The Digital Research Centre for Qualitative Fieldwork
Keeping ahead of the game
By Tracey Mills
MUCEP student Mikaela Dyke uses the Avid Digital Edit Suite to edit Dr. Sharon Roseman’s video on Galicia, Spain. (Photo submitted)
Researchers in the Faculty of Arts involved in fieldwork have access to the latest technology on the market at the Digital Research Centre for Qualitative Fieldwork. Located in Clark Place on Memorial’s St. John’s campus, the centre is a state-of-the-art facility equipped with digital and still cameras, audio recorders, video cameras, a broad range of editing and graphics software and a digital editing suite.

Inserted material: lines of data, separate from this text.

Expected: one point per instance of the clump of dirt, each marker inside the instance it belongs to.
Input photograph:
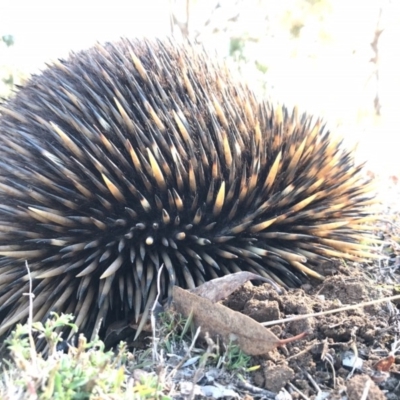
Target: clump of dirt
(318, 363)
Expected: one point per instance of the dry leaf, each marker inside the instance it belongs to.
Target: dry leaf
(219, 320)
(220, 288)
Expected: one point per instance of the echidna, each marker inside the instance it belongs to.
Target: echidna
(136, 154)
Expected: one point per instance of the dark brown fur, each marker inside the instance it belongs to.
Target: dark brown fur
(137, 154)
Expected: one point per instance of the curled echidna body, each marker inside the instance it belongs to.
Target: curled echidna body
(137, 154)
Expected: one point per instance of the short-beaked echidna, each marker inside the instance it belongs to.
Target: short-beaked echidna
(140, 153)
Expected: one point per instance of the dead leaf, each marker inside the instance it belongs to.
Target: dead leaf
(220, 288)
(385, 364)
(219, 320)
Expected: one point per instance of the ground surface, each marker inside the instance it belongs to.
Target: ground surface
(320, 366)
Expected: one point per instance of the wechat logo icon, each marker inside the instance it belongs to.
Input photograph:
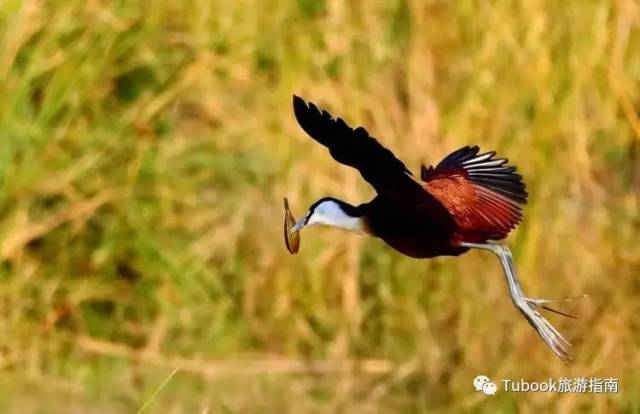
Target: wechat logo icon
(484, 384)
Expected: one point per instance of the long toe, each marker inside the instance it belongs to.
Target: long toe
(550, 335)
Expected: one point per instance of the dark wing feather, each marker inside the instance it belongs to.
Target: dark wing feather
(482, 193)
(353, 147)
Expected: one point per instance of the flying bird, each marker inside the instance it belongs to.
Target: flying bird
(469, 200)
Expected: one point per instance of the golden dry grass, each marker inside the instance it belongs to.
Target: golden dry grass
(145, 151)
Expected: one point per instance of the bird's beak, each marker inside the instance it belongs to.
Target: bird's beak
(298, 226)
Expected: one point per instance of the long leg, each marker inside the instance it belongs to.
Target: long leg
(526, 306)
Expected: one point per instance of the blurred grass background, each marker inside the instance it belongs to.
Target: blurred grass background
(145, 149)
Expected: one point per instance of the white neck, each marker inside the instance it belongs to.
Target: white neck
(330, 214)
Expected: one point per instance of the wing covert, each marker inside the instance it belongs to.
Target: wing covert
(352, 147)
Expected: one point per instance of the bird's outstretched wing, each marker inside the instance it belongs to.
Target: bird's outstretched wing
(353, 147)
(482, 193)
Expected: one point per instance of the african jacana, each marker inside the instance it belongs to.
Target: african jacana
(467, 201)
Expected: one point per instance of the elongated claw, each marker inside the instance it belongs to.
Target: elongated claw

The centre was established about four years ago after a Faculty of Arts group proposal was accepted and granted CFI funding. Additional funding comes from ACOA, Aliant, the Office of the Vice-President (Research) and the Faculty of Arts. The CFI grant proposal, led by Dr. Sharon Roseman, Department of Anthropology, and an interdisciplinary team of faculty members in the Faculty of Arts was initiated because of a lack of basic research infrastructure for fieldwork within the arts disciplines.
“Establishing the centre fulfilled an important need to have updated equipment for fieldwork not only to improve our capabilities in the field, but to preserve older data under the proper conditions,” pointed out Dr. Roseman. “It also allowed us, for the first time ever, to produce Web sites and videos so that we could return our research results to the communities where we work, as well as disseminate it to a wider audience.”
Derek Norman is the co-ordinator of the centre and the person responsible for tracking the equipment and applying it where it’s needed the most. Because of his in-depth knowledge of the film industry he’s been involved with the Newfoundland Independent Filmmakers Co-operative for over 30 years as a producer, director and film editor he also trains faculty and student researchers in digital photography, digital video production and editing.
“Another big part of what we do is helping faculty researchers manage information collected a long time ago,” added Mr. Norman. “Some projects were started years ago on reel-to-reel tape or 35mm slides and now we are digitizing them to secure their usability for years to come.”
The centre is open to faculty and graduate students in the Faculty of Arts, with priority for access of equipment going to faculty members. Many departments take advantage of the resources provided to enhance their fieldwork experiences and improve data collection, analysis and dissemination.
Some of the major projects to occur in the centre since it opened its doors have included an ongoing video project with Honorary Research Professor Louis Chiaramonte and Dr. Vince Walsh, Department of Anthropology, examining non-Christian religions in Newfoundland; a DVD video developed by Dr. Julie Brittain, Department of Linguistics, detailing her research project on child language acquisition in the Cree community of Chisasibi in Northern Quebec; and a Cree-Innu dictionary and accompanying teaching and vocabulary CD, a project that is in development with Dr. Marguerite Mackenzie, Department of Linguistics, and Laurel Anne Hasler.
Dr. Roseman has also made extensive use of the centre for her research in Galicia, Spain and particularly in the context of her long-term research in the rural parish of Santiago de Carreira. For the past 16 years, she has been following local grassroots activism as people from this rural area react to the impacts of major economic, political and social changes.
Working in the area of visual anthropology, she uses the digital recording
equipment to gather data in the form of photography and video. Her latest digital
production titled O Santiaguiño de Carreira: The Threads of the Past and
Weaving the Future is a short video detailing the lives of the people of
Santiago de Carreira as they turn to viable economic projects in response to
“Being involved in advocacy research and having such an intimate connection to this place and the people, it is important for me to return my research results to the community,” she said. “Having immediate access to a place like the Digital Research Centre for Qualitative Fieldwork helps me to achieve my long-term research goals.”
Aside from the obvious benefit for researchers involved in fieldwork, there is an important teaching aspect to the centre as well. Mr. Norman mentioned that construction is currently underway to renovate the basement of the building to accompany students from Dr. Denyse Lynde’s diploma program in performance and communications media.
The long-term objectives of the centre are guided by an advisory committee consisting of eight faculty members, a community representative, and a graduate student that meets once a semester. Further plans for this year also include ordering new equipment including digital cameras and camera supports and also increasing the hard drive space on the editing suite.
‘We always have to be looking ahead and keeping on the edge of the technology wave,” said Mr. Norman, pointing to the shift to high definition video. “We try to keep abreast of the upgrades and innovations so we can continue to meet the needs of our clients.
“We need to always remember that we are producing for posterity and therefore have to keep up with the latest advances in technology.”